Home is an interesting idea. I have lived here in Washington DC for 33 of the last 36 years. Before that, I lived in rural PA for 19 years, and in WV for two years. In the middle of my tenure here, I lived in Pittsburgh for three years, to attend grad school at Pitt.
Honestly, of all of these times, the time in Pittsburgh was absolutely the most formative. It led to the most important changes in my life, and forever altered who I perceived myself to be. I met the most critical people of my life up until that time there, and most of those people are still among the most important people in my life today. I think that I would have been very happy there had I stayed.
But I didn’t stay, for reasons, and I have now lived here, in DC or its environs, for 57% of my entire life and 83% of my adult life. It’s actually difficult to remember—apart from that three-year fever dream that was Pittsburgh—ever really living anywhere else.
And yet, if you asked me where I think of when you say “home”, well, home is still that house in Pennsylvania that strangers live in now, the one my parents sold without even telling me in 2012, the one that was always supposed to be mine.

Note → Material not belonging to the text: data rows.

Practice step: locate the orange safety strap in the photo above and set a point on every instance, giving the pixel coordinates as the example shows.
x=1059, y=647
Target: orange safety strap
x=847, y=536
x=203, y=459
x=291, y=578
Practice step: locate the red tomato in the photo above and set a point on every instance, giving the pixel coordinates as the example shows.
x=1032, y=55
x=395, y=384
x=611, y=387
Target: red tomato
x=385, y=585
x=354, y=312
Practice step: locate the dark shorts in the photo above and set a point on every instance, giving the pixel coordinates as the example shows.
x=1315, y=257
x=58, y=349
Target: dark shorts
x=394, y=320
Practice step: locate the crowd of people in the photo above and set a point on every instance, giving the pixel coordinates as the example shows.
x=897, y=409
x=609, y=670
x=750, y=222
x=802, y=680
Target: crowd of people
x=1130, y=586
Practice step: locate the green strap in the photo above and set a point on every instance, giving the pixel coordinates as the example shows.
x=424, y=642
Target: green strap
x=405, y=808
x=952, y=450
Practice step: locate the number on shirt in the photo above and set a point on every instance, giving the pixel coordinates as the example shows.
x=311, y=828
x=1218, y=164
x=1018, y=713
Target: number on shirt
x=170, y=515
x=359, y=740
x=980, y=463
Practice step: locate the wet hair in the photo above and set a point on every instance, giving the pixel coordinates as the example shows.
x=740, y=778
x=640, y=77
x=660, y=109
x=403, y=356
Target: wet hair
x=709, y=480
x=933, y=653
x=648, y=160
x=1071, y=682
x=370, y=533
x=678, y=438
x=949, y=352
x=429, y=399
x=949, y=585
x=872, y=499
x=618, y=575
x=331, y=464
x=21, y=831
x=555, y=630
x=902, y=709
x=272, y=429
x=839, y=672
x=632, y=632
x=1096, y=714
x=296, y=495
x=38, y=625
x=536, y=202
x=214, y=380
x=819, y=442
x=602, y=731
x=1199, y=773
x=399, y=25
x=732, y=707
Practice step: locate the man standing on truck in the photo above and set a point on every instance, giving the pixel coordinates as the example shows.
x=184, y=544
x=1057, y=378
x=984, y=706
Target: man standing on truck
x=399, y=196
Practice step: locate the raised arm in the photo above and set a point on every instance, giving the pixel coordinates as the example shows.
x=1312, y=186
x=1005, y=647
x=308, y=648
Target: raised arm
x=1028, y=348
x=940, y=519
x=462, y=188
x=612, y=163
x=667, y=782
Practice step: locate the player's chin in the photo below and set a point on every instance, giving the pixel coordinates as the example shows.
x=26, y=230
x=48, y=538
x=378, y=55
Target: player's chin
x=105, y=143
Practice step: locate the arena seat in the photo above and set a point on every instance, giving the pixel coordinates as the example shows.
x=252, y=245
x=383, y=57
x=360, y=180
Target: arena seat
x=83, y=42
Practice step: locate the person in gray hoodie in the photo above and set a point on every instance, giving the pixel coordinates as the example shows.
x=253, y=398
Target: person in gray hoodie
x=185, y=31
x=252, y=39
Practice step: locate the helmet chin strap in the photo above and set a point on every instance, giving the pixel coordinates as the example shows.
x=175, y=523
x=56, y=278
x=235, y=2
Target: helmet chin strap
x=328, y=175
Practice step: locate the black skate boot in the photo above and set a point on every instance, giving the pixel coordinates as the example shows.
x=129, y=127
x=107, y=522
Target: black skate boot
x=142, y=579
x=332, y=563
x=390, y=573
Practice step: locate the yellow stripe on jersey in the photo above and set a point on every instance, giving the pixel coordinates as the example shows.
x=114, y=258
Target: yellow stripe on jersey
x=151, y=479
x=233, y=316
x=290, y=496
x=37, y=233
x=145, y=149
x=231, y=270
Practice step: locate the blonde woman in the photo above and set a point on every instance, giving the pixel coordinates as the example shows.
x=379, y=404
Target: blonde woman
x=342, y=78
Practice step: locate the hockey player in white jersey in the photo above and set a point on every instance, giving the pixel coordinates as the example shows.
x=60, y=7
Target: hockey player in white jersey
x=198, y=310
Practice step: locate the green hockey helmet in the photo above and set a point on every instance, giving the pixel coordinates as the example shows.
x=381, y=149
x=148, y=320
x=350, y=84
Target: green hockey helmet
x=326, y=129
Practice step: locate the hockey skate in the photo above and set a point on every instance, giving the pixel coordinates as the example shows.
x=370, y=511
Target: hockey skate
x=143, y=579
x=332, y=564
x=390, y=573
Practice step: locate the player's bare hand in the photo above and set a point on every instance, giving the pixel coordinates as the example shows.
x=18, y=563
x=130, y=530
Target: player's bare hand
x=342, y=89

Sometimes, I go and look at it on Google Maps, even though that feels a little stalkery. But it’s like checking on an old friend. I want to make sure that it’s OK.
But none of that is really all that relevant to why I am thinking about the meaning of home today. As Trump continues to announce his cabinet picks, the odds that this will get Very Bad™️ are increasing. I’d say we are at 60-40 now, with the only saving grace being his staggering combination of ineptitude, laziness and greed. He wants to punish his enemies, yes, but he also wants to make some bank and golf all the time (and be adored by a woman he’s hired to basically walk behind him and adore him. I am not making that up.) So, it’s possible that he gets nothing done, and I sit in this house in the DC suburbs for four years holding my breath, and then he goes away for good.
I’m not holding out MUCH hope that it goes that way, but it’s still possible.
On the more likely chance that it goes the other way, I will be faced with a choice: do I hunker down here, and try to not draw too much attention to myself, and just get through the four years in quiet existential pain, or do I go somewhere else, where I can grieve my country more openly and have a chance at a different kind of life?
I’ve been looking at Costa Rica.
I started taking Spanish classes after Uncle Joe’s disasterous debate, when a second Trump presidency started to take hold in my brain. Kevin can probably work from anywhere (there are folks currently on his team working from Europe), and I’m given to understand that there are pretty easy ways to get permanent residency status there. It’s beautiful, and less expensive than here. And, really, as a hard introvert, all I need are my jammies, my iPad, my Kindle and some fast Internet.
My parents are in Virginia, and I know they would miss me desperately, but we video call now quite frequently, and I would imagine that I could fly home for the holidays. FL is insisting that I take the cats, so I’d have them with me, although finding a doctor who can properly treat Callie might be tricky.
But FL would stay here. Her dad’s health, while not usually bad, is always precarious, and she just doesn’t want to be a five-hour plane ride away. And it’s been a minute since I had to live without her, and that is pretty fucking daunting, if I am being honest.
I’m not alone in any of this. My friend Jen visited a few weeks ago and the literal first thing she said to me was “how will we know when it’s time to leave?” And I wish I had known how to answer that question.
I wish I knew how to answer it now.
But the point of this is, if I do this, if I leave everything behind except for my husband and my cats and my jammies and my iPad and my Kindle and I move *to another country*, well…will it ever feel like home? Will it feel like a fresh start somewhere else, or will it feel like I felt living in the Residence Inn for six months when my house flooded? Comfy and warm and dry, but ultimately a waypoint?
And I am not sure what the entire point of this is, except that it’s rattling around in my head and sometimes when things keep banging on the walls you just need to let them out, let them form themselves into actual words and phrases and sentences and see where they go.
I don’t think I want to move to Costa Rica. I am afraid I am going to have to move to Costa Rica. Or, you know, somewhere.
I’m scared here. How’s that, Juliana? Is fear a primary emotion?